Jadi sampai hari ini, 22 Februari 2013 urusan yang belum kelar di BRI Purwakarta adalah update data identitas, saya masih menunggu janji Customer Servise BRI Purwakarta untuk menghubungi saya jika sudah selesai.

Buat saya, hanya 1 hal yang perlu diperbaiki oleh BRI, yaitu Standar Pelayanan. Kenapa penutupan hutang harus melalui Marketing? Kenapa pengambilan berkas jaminan butuh waktu 1 minggu? Kenapa tidak ada janji layanan bahwa perubahan data yang dilakukan di kantor cabang selain cabang tempat pembukaan rekening membutuhkan waktu sekian hari. Kenapa ketika sampai 1 minggu data belum diupdate BRI Purwakarta tidak melakukan konfirmasi kepada BRI Balikpapan?

So, kapan BRI bisa lebih baik?

*Update hari Jum’at, 1 Maret 2012.

Saya hari ini gajian dan bermaksud mengambil uang saya di BRI karena pembayaran gaji saya melalui BRI. Nah, seperti biasa saya mengecek saldo rekening melalui SMS Banking BRI, jleb kenapa saldonya hanya 900an ribu? Wah ini pasti BRI masih memotong gaji saya. Langsung saja saya ke BRI dekat kantor, komplain kenapa rekening saya masih dipotong lagi padahal kredit sudah saya tutup. Petugas segera menelpon bagian kredit dan dijanjikan akan segera di kembalikan. Lalu, selang beberapa jam saya diminta ke BRI lagi untuk diberitahu bahwa BRI tidak memotong rekening saya. Sampai saat itu saya masih berpikir mungkin kesalahan sistem sehingga menyebabkan saldo di rekening koran dan SMS banking berbeda.

Pukul 16.00 saya ke ATM untuk mengambil uang, saya cek saldo dan kaget lagi ternyata saldo saya hanya 900an ribu seperti di SMS banking BRI.
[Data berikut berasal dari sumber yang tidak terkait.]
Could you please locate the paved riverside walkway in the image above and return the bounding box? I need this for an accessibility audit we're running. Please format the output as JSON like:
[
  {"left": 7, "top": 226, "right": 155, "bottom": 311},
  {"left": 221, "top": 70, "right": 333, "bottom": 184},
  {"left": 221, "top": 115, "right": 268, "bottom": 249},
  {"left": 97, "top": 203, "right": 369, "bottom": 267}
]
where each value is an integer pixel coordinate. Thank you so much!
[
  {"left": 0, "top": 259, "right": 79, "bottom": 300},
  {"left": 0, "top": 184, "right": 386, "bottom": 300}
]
Langsung saja saya ke BRI lagi, waktu itu masih ada petugas disana dan kebetulan beliau adalah supervisor. Setelah dilacak ternyata saldo saya di blok atau ditahan oleh BRI sebesar angsuran saya sebelum saya lunasi. Jadi BRI memang tidak memotong, tapi hanya menahan. Sungguh tidak profesional, ketika kredit sudah dilunasi seharusnya semua hak saya dikembalikan. Harusnya ada kontrol bahwa ketika nasabah sudah melunasi utang, maka jaminan harus segera dikembalikan, AFT (Automatic Fund Transfer) untuk pemotongan angsuran harus segera dihapus, dan dana yang di hold juga harus dikembalikan.